Mahama’s Triumph: a Mandate to Reset Ghana’s Economy
As John Mahama assumes office on January 7, 2025 the weight of the expectations of over 30 million Ghanaians will be on his shoulders. He will have to muster all of his extensive political experience to navigate the choppy waters ahead.
On December 10, Ghana’s Electoral Commissioner declared John Dramani Mahama of the NDC as the winner of the 2024 Presidential elections with 56% of the vote, compared to 41% for the NPP’s Dr Mahamudu Bawumia. In addition, the NDC has secured a resounding majority in Parliament with 188 out of 276 seats as of the time of writing. The emphatic victory won by Mahama, who was also President from 2012 to 2017, gives him a strong mandate to tackle the economic challenges that have plagued the nation over the last four years.
Huge fiscal deficits of 13.8% and 12.1% of GDP in 2020 and 2021, respectively, led to public debt rising from GH¢200 billion at the end of 2020 to GH¢340 billion (78.4% of GDP) at the end of 2021. This rapid debt accumulation led to a downgrade of Ghana’s sovereign debt rating by major rating agencies and the country being shut out of the international capital markets. After an indefensible delay and the prescription of the e-levy as an alternative (complete with fantastical revenue projections), the government officially sought IMF support in mid-2022.
The IMF’s $3 billion Extended Credit Facility (ECF) first required a bitter debt restructuring that saw domestic cedi bondholders, cocoa bill holders, domestic dollar bondholders, and eurobond creditors all suffer principal haircuts, maturity extensions or both. In addition, bilateral creditors decided to freeze maturity and interest payments on debt of about $6 billion until after 2026. Perhaps most bizarrely, the Bank of Ghana (BoG) wrote down GH¢48.4 billion out of government debt it held. This led to a loss of GH¢60.8 billion and a hole of GH¢55 billion on its balance sheet which would need to be closed by recapitalization from the central government at some point.
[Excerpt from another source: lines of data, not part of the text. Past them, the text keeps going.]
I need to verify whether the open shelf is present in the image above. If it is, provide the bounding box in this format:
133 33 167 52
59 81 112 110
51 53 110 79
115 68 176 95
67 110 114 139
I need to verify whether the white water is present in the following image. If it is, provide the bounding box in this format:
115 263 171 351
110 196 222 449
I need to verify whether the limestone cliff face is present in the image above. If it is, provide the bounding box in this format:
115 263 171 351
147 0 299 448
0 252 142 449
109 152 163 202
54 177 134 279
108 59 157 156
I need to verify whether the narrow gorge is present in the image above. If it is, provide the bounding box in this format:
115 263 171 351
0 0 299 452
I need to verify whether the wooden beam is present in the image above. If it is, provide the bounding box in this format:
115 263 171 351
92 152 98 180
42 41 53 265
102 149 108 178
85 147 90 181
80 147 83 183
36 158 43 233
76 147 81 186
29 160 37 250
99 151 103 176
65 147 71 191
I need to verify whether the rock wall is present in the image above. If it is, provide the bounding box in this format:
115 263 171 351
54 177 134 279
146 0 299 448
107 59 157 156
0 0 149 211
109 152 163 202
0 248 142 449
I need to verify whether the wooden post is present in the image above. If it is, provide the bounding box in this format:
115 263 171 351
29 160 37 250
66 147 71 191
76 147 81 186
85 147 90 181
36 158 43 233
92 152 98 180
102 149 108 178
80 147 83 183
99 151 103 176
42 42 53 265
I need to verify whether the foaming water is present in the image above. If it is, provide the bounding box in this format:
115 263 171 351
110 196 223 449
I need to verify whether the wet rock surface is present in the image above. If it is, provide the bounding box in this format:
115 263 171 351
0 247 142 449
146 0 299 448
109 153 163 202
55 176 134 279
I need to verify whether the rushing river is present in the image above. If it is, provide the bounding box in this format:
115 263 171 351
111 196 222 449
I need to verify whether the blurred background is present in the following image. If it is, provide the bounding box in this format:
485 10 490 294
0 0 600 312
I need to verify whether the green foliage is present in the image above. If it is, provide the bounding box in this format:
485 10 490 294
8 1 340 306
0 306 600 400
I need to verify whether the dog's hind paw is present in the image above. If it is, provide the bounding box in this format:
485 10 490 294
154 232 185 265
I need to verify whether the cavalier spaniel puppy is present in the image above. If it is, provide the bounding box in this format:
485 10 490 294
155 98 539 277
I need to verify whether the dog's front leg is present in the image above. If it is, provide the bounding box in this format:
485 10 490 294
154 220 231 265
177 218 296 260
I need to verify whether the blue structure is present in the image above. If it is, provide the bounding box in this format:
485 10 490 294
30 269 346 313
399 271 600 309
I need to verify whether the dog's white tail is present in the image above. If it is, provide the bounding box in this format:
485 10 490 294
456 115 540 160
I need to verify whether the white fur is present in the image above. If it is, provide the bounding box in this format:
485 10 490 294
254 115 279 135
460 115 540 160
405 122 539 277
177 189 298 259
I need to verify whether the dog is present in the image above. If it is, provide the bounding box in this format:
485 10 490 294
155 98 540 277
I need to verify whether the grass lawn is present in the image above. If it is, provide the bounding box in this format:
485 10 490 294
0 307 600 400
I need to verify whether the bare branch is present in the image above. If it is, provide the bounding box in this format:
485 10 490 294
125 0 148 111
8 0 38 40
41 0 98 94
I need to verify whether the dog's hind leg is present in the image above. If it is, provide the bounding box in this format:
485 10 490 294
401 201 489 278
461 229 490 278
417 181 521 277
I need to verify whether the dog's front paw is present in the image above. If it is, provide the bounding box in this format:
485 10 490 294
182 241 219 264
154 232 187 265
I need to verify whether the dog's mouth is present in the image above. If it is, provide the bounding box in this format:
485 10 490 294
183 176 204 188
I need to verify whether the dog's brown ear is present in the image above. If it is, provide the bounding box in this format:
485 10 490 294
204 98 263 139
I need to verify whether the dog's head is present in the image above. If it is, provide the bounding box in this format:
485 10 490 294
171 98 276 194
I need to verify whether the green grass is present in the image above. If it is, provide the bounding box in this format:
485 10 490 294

These fiscal and monetary issues reflected in the pockets of Ghanaians, as inflation rose from 12% in 2021 to 54% in 2022 before moderating to 23% in 2023. The cedi also shed 63% of its value against the US dollar from the start of 2021 to October 2024 before the BoG started an aggressive market intervention from the beginning of November 2024.
Vice President Mahamudu Bawumia was unable to escape responsibility for the NPP’s economic record over the last eight years, and his raft of policies aimed at upgrading the economy through digitalisation proved unconvincing to voters. The popular “Free SHS” policy also proved insufficient to overcome the economic challenges that Ghanaians were experiencing. President-elect John Mahama’s message to reset the economy, create jobs through a 24-hour economy policy, and remove the e-levy and betting tax resonated with voters who are hopeful for an economic turnaround and a halt to the skyrocketing cost of living.
Top on the president’s agenda would be to restore Ghana’s domestic capital market to allow him to refinance restructured domestic bonds of at least GH¢100 billion from 2025-2028. Convincing investors to purchase domestic cedi bonds would be no easy task, as the government has been struggling to even meet its treasury bill targets. In addition, Mahama will have to figure out how to pay off about $4.3 billion in eurobond principal and interest payments over the same period.
The challenges in the energy sector would be another key task for Ghana’s new president, as heavy losses in the sector remain a drain on the national budget. In the revised budget of 2024, an allocation of GH¢18.4 billion (8% of all expenditure) was made to cover energy sector shortfalls only. The debt to Independent Power Producers (IPPs) is estimated to be about $2 billion. ECG made a combined loss of over GH¢20 billion between 2022 and 2023 driven by exchange rate depreciation and costs exceeding collections. President Mahama will be eager to resolve these issues as power cuts contributed significantly to his 2016 electoral loss.
Ghana’s cocoa sector also needs attention, as cocoa exports are down to $1.15 billion as at October 2024 compared to $1.6 billion over the same period last year. Gold exports have been impressive with a value of $9.6 billion realized as at October 2024, a 60% increase over the same period last year. However, this is largely driven by a bull market in global gold prices. In addition, Mahama would be expected to crack down on illegal gold mining which has devastated the nation’s waterbodies.
Tackling these challenges while meeting the promises of repealing unpopular taxes, offering favourable electricity tariffs to companies that will run 24 hours, instituting a tuition waiver for first year tertiary students, and extending Free SHS to private senior high schools would require significant revenue mobilization and an iron grip on spending. Political consulting firm, Eurasia Group, suggests that Mahama could seek to extend the IMF program especially as its end targets stretch to 2028. Such a decision would make sense given that their presence would help the government to stay on the path of fiscal consolidation.
As John Mahama assumes office on January 7, 2025 the weight of the expectations of over 30 million Ghanaians will be on his shoulders. He will have to muster all of his extensive political experience to navigate the choppy waters ahead.